Principalement, un sondage consiste à recueillir les avis ou autres positions des personnes constitutives d’un échantillon représentatif du groupe social étudié, afin de pouvoir extrapoler le résultat obtenu à l’échelle de cet échantillon. L’échantillon est donc la partie de l’univers qui sera effectivement étudiée et qui permettra de connaître les caractéristiques de la totalité de cet univers. Il faut ajouter que la technique du sondage est susceptible de s’appliquer à toute opération de dénombrement et non uniquement dans le domaine des opinions.
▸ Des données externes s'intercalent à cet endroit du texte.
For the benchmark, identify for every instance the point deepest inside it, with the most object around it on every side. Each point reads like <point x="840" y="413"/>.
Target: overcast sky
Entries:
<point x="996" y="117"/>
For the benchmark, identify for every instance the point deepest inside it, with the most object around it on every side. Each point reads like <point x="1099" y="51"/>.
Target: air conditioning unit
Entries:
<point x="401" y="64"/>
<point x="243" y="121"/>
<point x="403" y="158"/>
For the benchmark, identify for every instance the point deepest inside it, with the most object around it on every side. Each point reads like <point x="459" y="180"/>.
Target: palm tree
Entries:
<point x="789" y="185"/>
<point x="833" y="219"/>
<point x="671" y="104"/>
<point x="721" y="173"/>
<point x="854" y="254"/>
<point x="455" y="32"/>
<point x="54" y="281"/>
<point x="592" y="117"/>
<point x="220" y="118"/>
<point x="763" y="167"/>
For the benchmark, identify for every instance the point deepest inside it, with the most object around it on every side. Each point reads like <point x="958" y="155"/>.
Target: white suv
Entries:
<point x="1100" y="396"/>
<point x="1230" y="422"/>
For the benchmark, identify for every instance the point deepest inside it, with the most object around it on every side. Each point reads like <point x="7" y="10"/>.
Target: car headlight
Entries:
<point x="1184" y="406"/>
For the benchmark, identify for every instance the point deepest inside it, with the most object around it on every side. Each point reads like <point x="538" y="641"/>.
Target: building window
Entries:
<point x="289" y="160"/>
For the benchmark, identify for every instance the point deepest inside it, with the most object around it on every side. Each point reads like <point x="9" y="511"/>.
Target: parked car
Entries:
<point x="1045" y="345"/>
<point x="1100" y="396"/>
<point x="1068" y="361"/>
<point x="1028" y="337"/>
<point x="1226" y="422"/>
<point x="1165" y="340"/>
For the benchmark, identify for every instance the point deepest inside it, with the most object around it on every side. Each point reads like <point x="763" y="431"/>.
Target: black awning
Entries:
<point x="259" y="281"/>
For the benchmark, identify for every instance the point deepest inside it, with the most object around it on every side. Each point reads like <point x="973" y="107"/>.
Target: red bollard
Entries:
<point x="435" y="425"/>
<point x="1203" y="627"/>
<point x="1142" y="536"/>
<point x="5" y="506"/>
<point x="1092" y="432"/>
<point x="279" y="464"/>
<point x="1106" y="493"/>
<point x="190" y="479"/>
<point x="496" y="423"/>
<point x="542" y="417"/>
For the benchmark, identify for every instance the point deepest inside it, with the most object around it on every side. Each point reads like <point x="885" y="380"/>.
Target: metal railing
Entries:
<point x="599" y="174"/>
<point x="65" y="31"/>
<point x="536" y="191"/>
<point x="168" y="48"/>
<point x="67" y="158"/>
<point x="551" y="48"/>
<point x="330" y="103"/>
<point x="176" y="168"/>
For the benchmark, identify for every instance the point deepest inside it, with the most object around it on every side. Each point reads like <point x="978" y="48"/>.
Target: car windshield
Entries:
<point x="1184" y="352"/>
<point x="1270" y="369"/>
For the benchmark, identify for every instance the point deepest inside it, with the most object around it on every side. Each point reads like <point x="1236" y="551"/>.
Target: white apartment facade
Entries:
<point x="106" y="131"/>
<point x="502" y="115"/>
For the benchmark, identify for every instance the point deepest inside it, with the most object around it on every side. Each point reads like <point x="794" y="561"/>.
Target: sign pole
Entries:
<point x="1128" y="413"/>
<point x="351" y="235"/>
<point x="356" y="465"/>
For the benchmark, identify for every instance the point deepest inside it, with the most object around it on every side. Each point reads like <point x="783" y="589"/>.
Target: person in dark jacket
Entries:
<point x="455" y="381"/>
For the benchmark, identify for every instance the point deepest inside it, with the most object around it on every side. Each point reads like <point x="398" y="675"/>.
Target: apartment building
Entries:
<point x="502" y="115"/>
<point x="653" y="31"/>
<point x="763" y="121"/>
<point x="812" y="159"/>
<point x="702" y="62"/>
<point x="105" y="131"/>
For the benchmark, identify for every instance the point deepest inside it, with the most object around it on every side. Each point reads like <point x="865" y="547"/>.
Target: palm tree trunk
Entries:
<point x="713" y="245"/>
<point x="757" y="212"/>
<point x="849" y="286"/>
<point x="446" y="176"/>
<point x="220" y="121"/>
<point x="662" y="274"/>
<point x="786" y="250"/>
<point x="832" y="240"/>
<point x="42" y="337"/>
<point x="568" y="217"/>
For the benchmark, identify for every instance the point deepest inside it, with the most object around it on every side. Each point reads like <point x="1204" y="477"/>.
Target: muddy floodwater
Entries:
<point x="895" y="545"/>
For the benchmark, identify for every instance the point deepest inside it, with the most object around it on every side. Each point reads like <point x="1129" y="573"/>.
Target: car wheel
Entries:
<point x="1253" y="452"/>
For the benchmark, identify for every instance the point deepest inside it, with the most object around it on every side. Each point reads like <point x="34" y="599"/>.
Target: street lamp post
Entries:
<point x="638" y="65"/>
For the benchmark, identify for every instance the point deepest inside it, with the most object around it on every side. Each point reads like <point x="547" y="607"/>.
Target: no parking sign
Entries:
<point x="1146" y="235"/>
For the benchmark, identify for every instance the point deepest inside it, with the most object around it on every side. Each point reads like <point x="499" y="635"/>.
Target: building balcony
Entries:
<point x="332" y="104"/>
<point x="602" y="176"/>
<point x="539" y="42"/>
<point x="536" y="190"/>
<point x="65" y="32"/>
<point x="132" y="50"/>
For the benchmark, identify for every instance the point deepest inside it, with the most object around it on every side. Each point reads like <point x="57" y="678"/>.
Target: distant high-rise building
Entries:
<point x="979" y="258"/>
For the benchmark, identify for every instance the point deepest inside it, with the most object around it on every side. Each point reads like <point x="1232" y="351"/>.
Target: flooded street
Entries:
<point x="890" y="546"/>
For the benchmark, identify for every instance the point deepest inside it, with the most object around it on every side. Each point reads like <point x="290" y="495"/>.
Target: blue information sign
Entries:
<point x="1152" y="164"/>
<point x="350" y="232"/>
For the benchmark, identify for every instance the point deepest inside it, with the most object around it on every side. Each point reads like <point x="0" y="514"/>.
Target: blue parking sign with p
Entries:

Un sondage peut ainsi concerner, par exemple, les habitudes de consommation d’un groupe donné.

La principale difficulté du sondage est de parvenir à constituer un échantillon qui soit représentatif. Sans cela, les résultats seraient faussés, non valides. C’est pourquoi le sondage répond à des techniques très fines que le chercheur se doit de respecter. La représentativité est liée aux techniques de sélection de l’échantillon, mais aussi à sa taille car plus l’échantillon sera important, plus les résultats seront pertinents. Pour ce qui est des techniques de construction de l’échantillon, deux techniques de base sont principalement utilisées. Leurs règles ont été formulées, dès 1925, au Danemark, par la « Commission Jensen ». La première technique est celle des quotas ou du choix raisonné.

La seconde est la technique probabiliste ou technique aléatoire fondée sur le recours au hasard. Si, longtemps, les défenseurs de ces techniques se sont combattus, on estime aujourd’hui que le choix doit dépendre des conditions propres à chaque enquête. En fonction de la nature de l’univers et de son étendue, des informations dont on dispose déjà sur lui, de l’objet, des moyens financiers que l’on peut déployer, etc., on privilégiera la technique la mieux adaptée, sans se poser directement la question de la représentativité.

La documentation

Avec l’observation documentaire, il n’existe guère de contact direct entre le chercheur et la réalité qui constitue son objet d’étude. Il s’agit d’une observation à travers un élément médiateur : la documentation. Il faut ici comprendre la notion de document de manière inclusive, vaste : sont concernés tous les éléments matériels, toutes les « traces » en lien avec les activités sociales des hommes, donc susceptibles de constituer une source d’informations importante concernant les phénomènes sociaux.

Par exemple, au sujet d’un événement public, des articles de presse, des photos, des tracts, une banderole peuvent intégrer la liste des documents que le chercheur est susceptible d’étudier. Il ne faut donc pas réduire la catégorie des sources documentaires aux livres des bibliothèques. Les documents pouvant intéresser les chercheurs en sciences sociales sont divers et variés. Il est important de connaître les catégories de documents les plus importantes, ainsi que les techniques d’analyse propres à chaque catégorie. Cela est essentiel afin de pouvoir en tirer des données fiables et pertinentes.

Par ailleurs, il convient de souligner la distinction entre documentation directe (dite parfois aussi primaire) et documentation indirecte (ou secondaire). La documentation directe est produite par les acteurs des phénomènes sociaux étudiés eux-mêmes, tandis que la documentation indirecte est issue des travaux d’observateurs externes, autres chercheurs ou journalistes notamment. À l’intérieur de la documentation directe et de la documentation indirecte, on sépare la documentation écrite, qui constitue pour les sciences sociales la source documentaire la plus importante, et la documentation non-écrite.